И я снова говорил и говорил, определенно находясь в ударе, хотя все же что-то задевало изнутри такое, от чего было стыдно, и стыд происходил от той лжи, какую я прятал, находясь с нею рядом. Я спасался в ней, прятался в ее наивность, в ее молодость, наконец, в ее экстремизм. И как же она была хороша в морозном сиянии вечерних огней! Тонкая, вся ввысь летящая, с грустными пепельными глазами, с малиновым румянцем на щеках!
А потом я задавал вопросы. Один за другим. Сто вопросов. И ни на один она не ответила. Потом я допустил некоторую бестактность – вызвался угадать, нечему она не отвечает на мои вопросы. Я болтал какую-то чушь о ее последних двух ударах в личной судьбе, когда замки разрушились и приходится сейчас искать кирпич, цемент и яичные желтки на строительство нового замка. Потом я провел сеанс ясновидения, и как же она хохотала, когда я угадал, что она потеряла самописку (нетрудно догадаться, все теряют), посадила три пятна на свои два новых одеяния (одно я приметил), у нее болит один зуб (она то и дело прикусывает губу) и, наконец, что она переживает, что у нее масса невыполненных обязательств, что она сорвалась и уехала, ничего не сделав (это обычная история у всех). Вместе с тем каждое из моих ясновидении попадало в самую точку, она смеялась так заразительно, что я готов был заниматься этим самым ясновидением до утра.

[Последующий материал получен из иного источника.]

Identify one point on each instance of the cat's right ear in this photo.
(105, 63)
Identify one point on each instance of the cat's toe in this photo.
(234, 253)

Особенно ее поразило, что я отгадал, что она любит мать, которая все время отдает своей работе, а работает она участковым врачом и еще подрабатывает на "скорой помощи", что у дочери двойственное отношение к отцу, который терпеть не может своей профессии строителя. Ей непонятны его мучения, потому что никто не знает тревог современных отцов, потому что и самим отцам непонятна природа их собственных мучений.
У одной из троллейбусных остановок она сказала:
– Вот и мой транспорт подходит. Вы завтра будете?
– На собственных похоронах!
– Это еще неизвестно, чьи похороны, – сказала она, помахала мне ручкой уже из троллейбуса и уехала.
Я тогда долго бродил по ночному городу. Как в дни моей молодости, когда я любил тусклый дождь, огни в лужах, удивительные, тайные, будто ожившие лица людей – днем смазанная усталая серая масса, а вечером, точно каждого в отдельности реанимировали, сказав: "Мучения твои позади: теперь иди и светись…" И я видел двух молодых людей, румяных, размахивающих руками, торопящихся, может быть, на концерт, а может быть, и на вечеринку, видел и девиц, каждая в ореоле своего ожидания, все пригнано, все подогнано исключительно для этого вечера, вечера надежды, вечера пробы распрощаться с дневным отчаянием, видел степенных старушек и старичков, может быть, побывавших в гостях у своих детей, где были внук или внучка, где были свои заботы, а где их не бывает! И как же прекрасен был этот мир, где ты волен, где ты можешь бродить по ночным улицам, входить в радужные призрачные тени бедноватых реклам, любоваться оттенками по-вечернему ликующего города и дышать, дышать полной грудью. В ту прекрасную ленинградскую ночь я не хотел думать о предстоящих моих бедах, они шли рядом и то и дело взгромождались на мою спину, я их сбрасывал, отряхивался, мне хотелось думать о чем-то хорошем, даже не о Любе, потому что о ней я не хотел думать, она сама уже расположилась во мне, уютно свила гнездышко и, глядя извиняющимися заплаканными глазами, будто говорила мне: "Не прогоняйте меня, я тут с краешку, я никогда не буду вам мешать!" И я пожимал плечами. Прибавилось чуть-чуть ноши, но пусть, она тепло и ароматно дышит, может быть, от этого дыхания мне и думается так празднично.
Я поразился тому, что Люба не только хорошо знала содержание моих статей и книг, опубликованных в самое разное время, но что она по моим работам строила деятельность своего психологического клуба, который вела со старшеклассниками.